Verity identified the strengths of studying with Charles Sturt hinged on the practical and efficient setup of the online course, as well as two personal considerations.

“Firstly, I needed recognition of past education and experience, which counted as credit towards my degree,” he said.

“Such recognition told me that the university would look at me for who I was, as opposed to being just a student number who would pay his bills, and get me into the right educational track and not force me to take a lot of boring or useless classes.

“I greatly appreciated that and it helped secure my loyalty to the university and made it a bit more ‘human.’

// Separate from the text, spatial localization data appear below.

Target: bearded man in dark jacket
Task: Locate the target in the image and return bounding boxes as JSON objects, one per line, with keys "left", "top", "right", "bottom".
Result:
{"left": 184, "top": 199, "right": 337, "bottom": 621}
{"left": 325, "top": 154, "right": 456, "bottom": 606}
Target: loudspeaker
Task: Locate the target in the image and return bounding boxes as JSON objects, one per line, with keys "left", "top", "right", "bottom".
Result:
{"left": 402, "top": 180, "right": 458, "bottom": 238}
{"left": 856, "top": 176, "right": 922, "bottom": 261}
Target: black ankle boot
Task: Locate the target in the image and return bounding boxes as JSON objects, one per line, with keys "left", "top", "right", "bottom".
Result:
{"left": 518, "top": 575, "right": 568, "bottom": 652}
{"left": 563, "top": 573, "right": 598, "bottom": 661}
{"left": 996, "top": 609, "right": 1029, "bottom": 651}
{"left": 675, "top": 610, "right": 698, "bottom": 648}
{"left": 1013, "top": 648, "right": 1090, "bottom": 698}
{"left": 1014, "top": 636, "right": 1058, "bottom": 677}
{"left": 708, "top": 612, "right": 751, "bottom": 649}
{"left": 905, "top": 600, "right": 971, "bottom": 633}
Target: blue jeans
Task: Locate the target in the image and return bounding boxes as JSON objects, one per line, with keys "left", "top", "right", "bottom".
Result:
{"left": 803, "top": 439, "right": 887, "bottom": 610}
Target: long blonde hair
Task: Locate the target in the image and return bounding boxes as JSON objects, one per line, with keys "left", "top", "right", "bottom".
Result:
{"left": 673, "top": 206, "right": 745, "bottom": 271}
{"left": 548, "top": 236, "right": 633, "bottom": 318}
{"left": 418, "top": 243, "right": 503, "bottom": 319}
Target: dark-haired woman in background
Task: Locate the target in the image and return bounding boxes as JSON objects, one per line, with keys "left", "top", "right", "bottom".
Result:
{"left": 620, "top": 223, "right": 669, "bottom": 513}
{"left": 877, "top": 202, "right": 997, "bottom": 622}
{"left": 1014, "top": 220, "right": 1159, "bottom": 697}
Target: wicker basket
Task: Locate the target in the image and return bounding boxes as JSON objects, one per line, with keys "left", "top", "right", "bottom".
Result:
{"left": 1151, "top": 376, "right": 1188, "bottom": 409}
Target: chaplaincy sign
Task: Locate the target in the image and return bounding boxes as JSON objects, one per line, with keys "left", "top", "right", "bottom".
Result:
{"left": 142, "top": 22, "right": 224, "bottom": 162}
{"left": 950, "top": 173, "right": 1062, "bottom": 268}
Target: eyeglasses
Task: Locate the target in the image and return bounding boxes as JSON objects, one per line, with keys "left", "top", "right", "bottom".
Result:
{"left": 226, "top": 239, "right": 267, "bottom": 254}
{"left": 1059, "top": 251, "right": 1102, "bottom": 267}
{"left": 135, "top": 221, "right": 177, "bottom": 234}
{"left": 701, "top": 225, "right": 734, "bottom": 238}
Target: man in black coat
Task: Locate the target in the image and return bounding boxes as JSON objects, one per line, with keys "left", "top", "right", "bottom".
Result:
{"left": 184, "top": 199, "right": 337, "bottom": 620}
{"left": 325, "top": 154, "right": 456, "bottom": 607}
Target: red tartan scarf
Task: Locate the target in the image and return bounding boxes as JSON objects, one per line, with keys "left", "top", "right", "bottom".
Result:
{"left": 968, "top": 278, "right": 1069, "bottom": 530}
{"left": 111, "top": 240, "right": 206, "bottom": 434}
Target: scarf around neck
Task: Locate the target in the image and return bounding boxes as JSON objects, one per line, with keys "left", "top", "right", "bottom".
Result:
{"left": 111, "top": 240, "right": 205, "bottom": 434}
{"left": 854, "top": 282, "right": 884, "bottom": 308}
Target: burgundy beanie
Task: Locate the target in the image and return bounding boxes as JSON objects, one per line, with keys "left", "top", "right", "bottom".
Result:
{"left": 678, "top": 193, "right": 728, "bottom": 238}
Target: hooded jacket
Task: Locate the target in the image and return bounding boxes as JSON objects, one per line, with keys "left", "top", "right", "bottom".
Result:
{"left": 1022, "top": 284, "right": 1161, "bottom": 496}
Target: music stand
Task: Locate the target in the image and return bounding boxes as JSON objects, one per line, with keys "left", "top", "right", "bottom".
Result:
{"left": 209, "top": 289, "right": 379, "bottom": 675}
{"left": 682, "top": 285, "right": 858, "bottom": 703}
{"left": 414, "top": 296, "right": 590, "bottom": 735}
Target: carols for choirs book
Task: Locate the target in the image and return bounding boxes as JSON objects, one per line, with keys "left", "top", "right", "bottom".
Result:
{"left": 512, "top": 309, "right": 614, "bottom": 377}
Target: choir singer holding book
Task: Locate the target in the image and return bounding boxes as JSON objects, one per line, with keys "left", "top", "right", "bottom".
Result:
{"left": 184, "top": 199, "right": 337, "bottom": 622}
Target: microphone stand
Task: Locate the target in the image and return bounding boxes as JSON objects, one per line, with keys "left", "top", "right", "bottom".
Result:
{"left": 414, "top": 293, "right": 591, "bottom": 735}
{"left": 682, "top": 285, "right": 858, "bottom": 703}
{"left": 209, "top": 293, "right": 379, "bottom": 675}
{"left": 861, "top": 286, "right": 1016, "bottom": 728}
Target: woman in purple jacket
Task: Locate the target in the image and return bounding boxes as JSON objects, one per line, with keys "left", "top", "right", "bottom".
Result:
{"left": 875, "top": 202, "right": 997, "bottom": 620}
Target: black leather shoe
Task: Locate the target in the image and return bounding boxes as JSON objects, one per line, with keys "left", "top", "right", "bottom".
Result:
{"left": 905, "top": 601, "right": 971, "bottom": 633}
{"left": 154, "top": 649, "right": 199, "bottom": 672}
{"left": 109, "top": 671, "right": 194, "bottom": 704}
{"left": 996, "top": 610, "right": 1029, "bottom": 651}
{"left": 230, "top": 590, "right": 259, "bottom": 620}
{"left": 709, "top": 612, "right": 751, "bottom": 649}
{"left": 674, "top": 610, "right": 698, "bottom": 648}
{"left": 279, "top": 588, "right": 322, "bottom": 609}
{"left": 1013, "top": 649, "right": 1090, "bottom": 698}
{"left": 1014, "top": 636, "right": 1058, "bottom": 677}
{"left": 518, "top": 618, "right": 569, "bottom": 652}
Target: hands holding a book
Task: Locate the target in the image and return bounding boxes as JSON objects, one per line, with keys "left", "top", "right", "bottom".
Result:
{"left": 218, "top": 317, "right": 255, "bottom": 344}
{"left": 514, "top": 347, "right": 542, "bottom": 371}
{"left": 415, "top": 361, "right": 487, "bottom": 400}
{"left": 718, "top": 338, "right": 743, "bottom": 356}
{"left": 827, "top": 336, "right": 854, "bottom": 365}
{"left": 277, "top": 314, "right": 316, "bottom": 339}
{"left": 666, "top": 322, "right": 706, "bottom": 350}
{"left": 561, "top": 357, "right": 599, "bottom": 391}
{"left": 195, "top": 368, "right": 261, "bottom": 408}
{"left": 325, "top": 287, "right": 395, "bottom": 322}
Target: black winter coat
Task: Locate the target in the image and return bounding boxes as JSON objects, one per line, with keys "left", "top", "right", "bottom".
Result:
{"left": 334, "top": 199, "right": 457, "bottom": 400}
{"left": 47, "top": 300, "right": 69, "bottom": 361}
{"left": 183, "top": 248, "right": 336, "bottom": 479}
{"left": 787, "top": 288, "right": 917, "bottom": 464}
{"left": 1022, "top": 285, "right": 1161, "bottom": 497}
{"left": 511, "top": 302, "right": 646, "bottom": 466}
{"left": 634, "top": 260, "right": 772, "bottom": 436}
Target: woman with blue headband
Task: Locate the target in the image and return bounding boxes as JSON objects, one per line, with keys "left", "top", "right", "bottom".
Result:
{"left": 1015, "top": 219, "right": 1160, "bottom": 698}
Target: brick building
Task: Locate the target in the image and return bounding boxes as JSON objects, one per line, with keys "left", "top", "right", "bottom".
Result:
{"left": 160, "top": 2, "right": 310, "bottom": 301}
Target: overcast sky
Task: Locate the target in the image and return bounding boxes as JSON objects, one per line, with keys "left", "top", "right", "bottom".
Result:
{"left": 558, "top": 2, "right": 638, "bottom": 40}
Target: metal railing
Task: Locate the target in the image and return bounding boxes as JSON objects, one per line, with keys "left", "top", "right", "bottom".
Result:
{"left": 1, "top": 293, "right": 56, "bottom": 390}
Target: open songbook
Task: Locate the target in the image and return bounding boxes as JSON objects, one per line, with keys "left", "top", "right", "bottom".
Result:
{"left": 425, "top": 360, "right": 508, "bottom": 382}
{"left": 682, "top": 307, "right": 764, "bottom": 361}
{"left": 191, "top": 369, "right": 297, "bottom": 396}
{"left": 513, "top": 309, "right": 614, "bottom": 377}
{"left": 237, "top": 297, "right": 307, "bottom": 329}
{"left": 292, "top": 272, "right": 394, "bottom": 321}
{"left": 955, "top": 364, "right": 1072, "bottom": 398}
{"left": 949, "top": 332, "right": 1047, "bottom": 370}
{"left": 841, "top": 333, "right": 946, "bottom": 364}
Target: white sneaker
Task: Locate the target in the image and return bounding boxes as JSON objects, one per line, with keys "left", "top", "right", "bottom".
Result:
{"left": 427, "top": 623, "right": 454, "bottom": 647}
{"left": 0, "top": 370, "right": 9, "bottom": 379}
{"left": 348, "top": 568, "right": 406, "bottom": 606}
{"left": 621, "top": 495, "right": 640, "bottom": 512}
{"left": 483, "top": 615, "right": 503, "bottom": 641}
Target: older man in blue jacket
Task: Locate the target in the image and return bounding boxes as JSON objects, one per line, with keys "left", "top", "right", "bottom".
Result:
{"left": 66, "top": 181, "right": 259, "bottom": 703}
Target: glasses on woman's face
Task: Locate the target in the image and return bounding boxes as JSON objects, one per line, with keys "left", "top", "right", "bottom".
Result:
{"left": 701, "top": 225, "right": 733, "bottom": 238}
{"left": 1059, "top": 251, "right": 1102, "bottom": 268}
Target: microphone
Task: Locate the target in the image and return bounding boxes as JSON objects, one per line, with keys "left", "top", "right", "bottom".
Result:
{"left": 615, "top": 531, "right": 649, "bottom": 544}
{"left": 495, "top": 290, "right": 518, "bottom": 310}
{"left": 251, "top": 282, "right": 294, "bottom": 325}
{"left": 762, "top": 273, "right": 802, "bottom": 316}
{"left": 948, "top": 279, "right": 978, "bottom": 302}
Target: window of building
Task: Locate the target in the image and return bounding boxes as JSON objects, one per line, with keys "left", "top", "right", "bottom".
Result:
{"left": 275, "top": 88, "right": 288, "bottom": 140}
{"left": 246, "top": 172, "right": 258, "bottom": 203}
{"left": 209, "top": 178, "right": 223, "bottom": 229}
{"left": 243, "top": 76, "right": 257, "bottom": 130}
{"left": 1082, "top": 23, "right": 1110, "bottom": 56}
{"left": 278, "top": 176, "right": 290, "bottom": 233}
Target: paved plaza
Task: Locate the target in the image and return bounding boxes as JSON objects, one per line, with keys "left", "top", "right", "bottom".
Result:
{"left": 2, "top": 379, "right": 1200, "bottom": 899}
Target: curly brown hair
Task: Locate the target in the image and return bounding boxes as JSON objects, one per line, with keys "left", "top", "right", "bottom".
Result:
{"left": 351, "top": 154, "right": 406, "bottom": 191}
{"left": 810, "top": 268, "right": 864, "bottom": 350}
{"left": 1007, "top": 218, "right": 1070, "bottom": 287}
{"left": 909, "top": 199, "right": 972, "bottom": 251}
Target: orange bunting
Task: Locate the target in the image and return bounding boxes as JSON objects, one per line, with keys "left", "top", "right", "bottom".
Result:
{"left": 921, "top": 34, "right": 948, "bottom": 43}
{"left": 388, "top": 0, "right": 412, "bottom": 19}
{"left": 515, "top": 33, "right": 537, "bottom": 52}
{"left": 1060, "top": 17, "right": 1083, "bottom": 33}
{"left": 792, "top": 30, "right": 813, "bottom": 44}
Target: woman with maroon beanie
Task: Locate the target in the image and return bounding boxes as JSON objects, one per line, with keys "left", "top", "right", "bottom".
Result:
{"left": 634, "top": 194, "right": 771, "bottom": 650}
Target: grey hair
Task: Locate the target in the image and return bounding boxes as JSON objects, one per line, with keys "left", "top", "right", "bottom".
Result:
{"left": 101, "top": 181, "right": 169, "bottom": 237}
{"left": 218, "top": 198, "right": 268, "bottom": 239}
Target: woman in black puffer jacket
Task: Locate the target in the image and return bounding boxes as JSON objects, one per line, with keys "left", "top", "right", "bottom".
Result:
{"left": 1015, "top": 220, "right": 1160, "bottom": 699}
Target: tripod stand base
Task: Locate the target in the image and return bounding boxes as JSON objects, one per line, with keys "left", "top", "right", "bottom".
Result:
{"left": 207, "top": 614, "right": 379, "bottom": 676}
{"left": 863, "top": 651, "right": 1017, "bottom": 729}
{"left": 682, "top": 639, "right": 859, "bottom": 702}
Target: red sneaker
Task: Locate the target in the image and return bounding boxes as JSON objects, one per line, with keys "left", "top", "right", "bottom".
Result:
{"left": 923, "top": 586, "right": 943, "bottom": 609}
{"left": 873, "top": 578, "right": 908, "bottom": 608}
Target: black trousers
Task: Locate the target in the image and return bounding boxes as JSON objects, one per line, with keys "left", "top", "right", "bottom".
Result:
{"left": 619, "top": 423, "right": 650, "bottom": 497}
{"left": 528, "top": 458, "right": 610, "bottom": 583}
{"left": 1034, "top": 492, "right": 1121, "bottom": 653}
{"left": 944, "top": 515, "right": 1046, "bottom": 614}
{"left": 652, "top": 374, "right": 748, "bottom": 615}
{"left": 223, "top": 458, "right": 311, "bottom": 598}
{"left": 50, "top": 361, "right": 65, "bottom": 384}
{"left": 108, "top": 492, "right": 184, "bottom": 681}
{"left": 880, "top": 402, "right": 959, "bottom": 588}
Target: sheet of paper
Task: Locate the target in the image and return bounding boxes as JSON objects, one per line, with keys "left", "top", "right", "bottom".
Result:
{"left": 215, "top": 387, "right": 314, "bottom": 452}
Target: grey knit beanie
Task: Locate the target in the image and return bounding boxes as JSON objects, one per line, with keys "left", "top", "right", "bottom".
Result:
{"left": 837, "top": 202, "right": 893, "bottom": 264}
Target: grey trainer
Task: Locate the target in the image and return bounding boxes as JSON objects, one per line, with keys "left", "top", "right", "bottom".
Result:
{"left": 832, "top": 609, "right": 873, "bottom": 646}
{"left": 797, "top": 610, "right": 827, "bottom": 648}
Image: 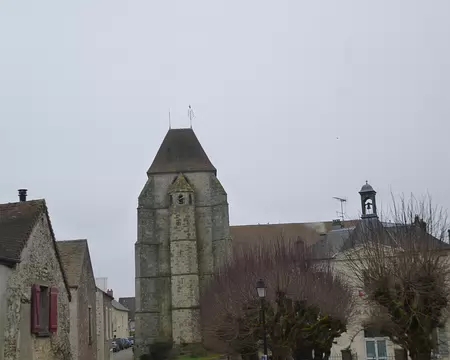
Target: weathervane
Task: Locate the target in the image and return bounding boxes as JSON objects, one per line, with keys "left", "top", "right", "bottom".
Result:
{"left": 188, "top": 105, "right": 194, "bottom": 128}
{"left": 169, "top": 109, "right": 171, "bottom": 129}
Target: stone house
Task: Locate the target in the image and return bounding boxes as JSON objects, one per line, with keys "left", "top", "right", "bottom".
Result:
{"left": 96, "top": 288, "right": 114, "bottom": 360}
{"left": 118, "top": 297, "right": 135, "bottom": 334}
{"left": 111, "top": 300, "right": 129, "bottom": 339}
{"left": 57, "top": 239, "right": 97, "bottom": 360}
{"left": 0, "top": 191, "right": 72, "bottom": 360}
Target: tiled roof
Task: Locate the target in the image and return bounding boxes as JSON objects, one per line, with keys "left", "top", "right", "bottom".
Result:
{"left": 0, "top": 200, "right": 46, "bottom": 262}
{"left": 230, "top": 220, "right": 360, "bottom": 248}
{"left": 147, "top": 128, "right": 217, "bottom": 175}
{"left": 112, "top": 299, "right": 129, "bottom": 312}
{"left": 0, "top": 199, "right": 72, "bottom": 300}
{"left": 56, "top": 240, "right": 88, "bottom": 288}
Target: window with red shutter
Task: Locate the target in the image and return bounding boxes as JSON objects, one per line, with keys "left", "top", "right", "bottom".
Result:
{"left": 49, "top": 287, "right": 58, "bottom": 333}
{"left": 31, "top": 284, "right": 41, "bottom": 333}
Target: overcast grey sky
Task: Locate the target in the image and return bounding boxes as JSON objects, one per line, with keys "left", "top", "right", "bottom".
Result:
{"left": 1, "top": 1, "right": 450, "bottom": 298}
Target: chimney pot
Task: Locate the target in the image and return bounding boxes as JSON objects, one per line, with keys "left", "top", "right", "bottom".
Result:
{"left": 18, "top": 189, "right": 27, "bottom": 202}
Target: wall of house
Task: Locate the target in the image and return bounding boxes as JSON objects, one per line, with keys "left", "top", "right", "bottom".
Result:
{"left": 0, "top": 265, "right": 13, "bottom": 360}
{"left": 69, "top": 288, "right": 79, "bottom": 360}
{"left": 104, "top": 295, "right": 113, "bottom": 360}
{"left": 96, "top": 290, "right": 113, "bottom": 360}
{"left": 112, "top": 309, "right": 128, "bottom": 339}
{"left": 76, "top": 251, "right": 97, "bottom": 360}
{"left": 2, "top": 212, "right": 72, "bottom": 360}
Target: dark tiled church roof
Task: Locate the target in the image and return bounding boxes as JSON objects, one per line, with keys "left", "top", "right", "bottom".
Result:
{"left": 56, "top": 240, "right": 89, "bottom": 288}
{"left": 0, "top": 200, "right": 46, "bottom": 263}
{"left": 147, "top": 128, "right": 217, "bottom": 175}
{"left": 230, "top": 220, "right": 360, "bottom": 248}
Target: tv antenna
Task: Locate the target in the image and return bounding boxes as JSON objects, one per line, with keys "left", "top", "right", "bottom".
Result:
{"left": 333, "top": 196, "right": 347, "bottom": 222}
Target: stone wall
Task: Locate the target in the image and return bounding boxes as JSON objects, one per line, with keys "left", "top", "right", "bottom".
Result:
{"left": 76, "top": 250, "right": 97, "bottom": 360}
{"left": 69, "top": 289, "right": 79, "bottom": 359}
{"left": 96, "top": 290, "right": 113, "bottom": 360}
{"left": 3, "top": 212, "right": 72, "bottom": 360}
{"left": 135, "top": 171, "right": 232, "bottom": 357}
{"left": 0, "top": 265, "right": 13, "bottom": 359}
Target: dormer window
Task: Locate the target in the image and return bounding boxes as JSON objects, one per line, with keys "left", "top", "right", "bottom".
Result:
{"left": 177, "top": 194, "right": 185, "bottom": 205}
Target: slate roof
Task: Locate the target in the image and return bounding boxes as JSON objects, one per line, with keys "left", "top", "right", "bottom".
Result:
{"left": 56, "top": 239, "right": 89, "bottom": 288}
{"left": 0, "top": 199, "right": 72, "bottom": 300}
{"left": 230, "top": 220, "right": 360, "bottom": 249}
{"left": 311, "top": 218, "right": 450, "bottom": 259}
{"left": 0, "top": 200, "right": 46, "bottom": 263}
{"left": 112, "top": 299, "right": 129, "bottom": 312}
{"left": 147, "top": 128, "right": 217, "bottom": 175}
{"left": 119, "top": 297, "right": 136, "bottom": 320}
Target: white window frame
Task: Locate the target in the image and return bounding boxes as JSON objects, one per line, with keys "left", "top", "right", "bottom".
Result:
{"left": 365, "top": 337, "right": 388, "bottom": 360}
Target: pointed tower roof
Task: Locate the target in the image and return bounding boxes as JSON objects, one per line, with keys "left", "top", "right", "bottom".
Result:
{"left": 148, "top": 128, "right": 216, "bottom": 175}
{"left": 168, "top": 174, "right": 194, "bottom": 193}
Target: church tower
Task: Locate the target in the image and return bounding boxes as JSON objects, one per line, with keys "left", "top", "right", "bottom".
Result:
{"left": 359, "top": 181, "right": 378, "bottom": 219}
{"left": 135, "top": 128, "right": 232, "bottom": 356}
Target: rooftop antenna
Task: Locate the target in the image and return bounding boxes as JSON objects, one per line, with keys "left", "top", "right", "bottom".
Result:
{"left": 188, "top": 105, "right": 194, "bottom": 128}
{"left": 169, "top": 109, "right": 171, "bottom": 129}
{"left": 333, "top": 196, "right": 347, "bottom": 222}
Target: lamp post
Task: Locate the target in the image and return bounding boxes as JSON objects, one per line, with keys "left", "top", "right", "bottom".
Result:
{"left": 256, "top": 279, "right": 268, "bottom": 359}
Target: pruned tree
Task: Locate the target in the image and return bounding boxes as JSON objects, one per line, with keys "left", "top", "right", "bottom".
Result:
{"left": 200, "top": 236, "right": 355, "bottom": 360}
{"left": 345, "top": 195, "right": 450, "bottom": 360}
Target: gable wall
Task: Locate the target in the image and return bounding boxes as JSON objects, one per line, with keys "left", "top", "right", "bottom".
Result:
{"left": 2, "top": 212, "right": 71, "bottom": 360}
{"left": 76, "top": 251, "right": 97, "bottom": 360}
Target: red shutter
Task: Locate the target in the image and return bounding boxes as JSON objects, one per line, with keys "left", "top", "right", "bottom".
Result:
{"left": 31, "top": 284, "right": 41, "bottom": 333}
{"left": 49, "top": 287, "right": 58, "bottom": 333}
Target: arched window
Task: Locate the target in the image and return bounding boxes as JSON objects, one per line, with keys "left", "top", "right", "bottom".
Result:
{"left": 177, "top": 194, "right": 185, "bottom": 205}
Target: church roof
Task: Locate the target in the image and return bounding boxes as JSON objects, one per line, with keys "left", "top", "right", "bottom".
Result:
{"left": 148, "top": 128, "right": 216, "bottom": 175}
{"left": 230, "top": 220, "right": 360, "bottom": 249}
{"left": 168, "top": 174, "right": 194, "bottom": 193}
{"left": 56, "top": 239, "right": 89, "bottom": 288}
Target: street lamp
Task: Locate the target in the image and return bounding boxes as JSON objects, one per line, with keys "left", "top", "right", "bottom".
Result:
{"left": 256, "top": 279, "right": 268, "bottom": 358}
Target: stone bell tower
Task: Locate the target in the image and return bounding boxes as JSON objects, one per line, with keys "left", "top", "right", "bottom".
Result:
{"left": 135, "top": 128, "right": 232, "bottom": 357}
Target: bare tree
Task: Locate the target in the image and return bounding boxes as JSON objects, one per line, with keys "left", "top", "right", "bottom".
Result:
{"left": 201, "top": 236, "right": 355, "bottom": 360}
{"left": 345, "top": 195, "right": 450, "bottom": 360}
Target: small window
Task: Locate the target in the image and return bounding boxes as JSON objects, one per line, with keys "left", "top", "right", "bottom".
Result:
{"left": 189, "top": 194, "right": 192, "bottom": 205}
{"left": 31, "top": 285, "right": 58, "bottom": 336}
{"left": 40, "top": 287, "right": 50, "bottom": 332}
{"left": 88, "top": 306, "right": 93, "bottom": 344}
{"left": 177, "top": 194, "right": 185, "bottom": 205}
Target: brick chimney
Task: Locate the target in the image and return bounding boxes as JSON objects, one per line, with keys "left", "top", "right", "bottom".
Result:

“The other paramount consideration for me was being able to study and complete a degree 100 per cent remotely. Charles Sturt University has a proven record for providing remote education and had transitioned this ability to online well before many other universities.

“During my degree, I deployed to major international emergencies and even moved countries (New York, US, to Geneva, Switzerland).

“I could not enroll in a degree that would force me to be in one location and/or complete a residential component, and because Charles Sturt University had a proven record for remote learning, I knew that I was not joining a university that was just figuring that out.

“The mentality of the lecturers, the setup of the online resources, the well-defined processes (material distribution, assignment submission, grading, examinations, etc.) … made the remote experience quite smooth and pleasant, and gave me confidence in my learnings and the university overall.”

Asked how he stayed motivated and balanced, while striving for excellence, Verity said, “Work to live. And beyond that, two things: find work that provides you satisfaction – even if it requires hard work. It may not be joyous at all times, but it needs to provide satisfaction.

“And find a hobby that is compatible with your lifestyle; I love to travel and explore, which, obviously, works quite well in my lifestyle living abroad and my job in the international sector.”

What would he say to any young person who didn’t know what they wanted to study?

“Be flexible, be practical,” he said. “You never know where your journey may take you, so find a way to study something that you enjoy.

“I was interested in computers, so I took a business degree combined computer science, and it took me into the business world, and eventually into the United Nations. It was not the career projection I had when I was 16, and it was not even the projection I had when I finished my first degree.

“In my experience, great jobs and experiences are rarely going to be handed to you,” he said. “It may take hard work and sacrifices to get what you want, and there may be struggles along the way. So find your passion, work hard, and focus on your life.”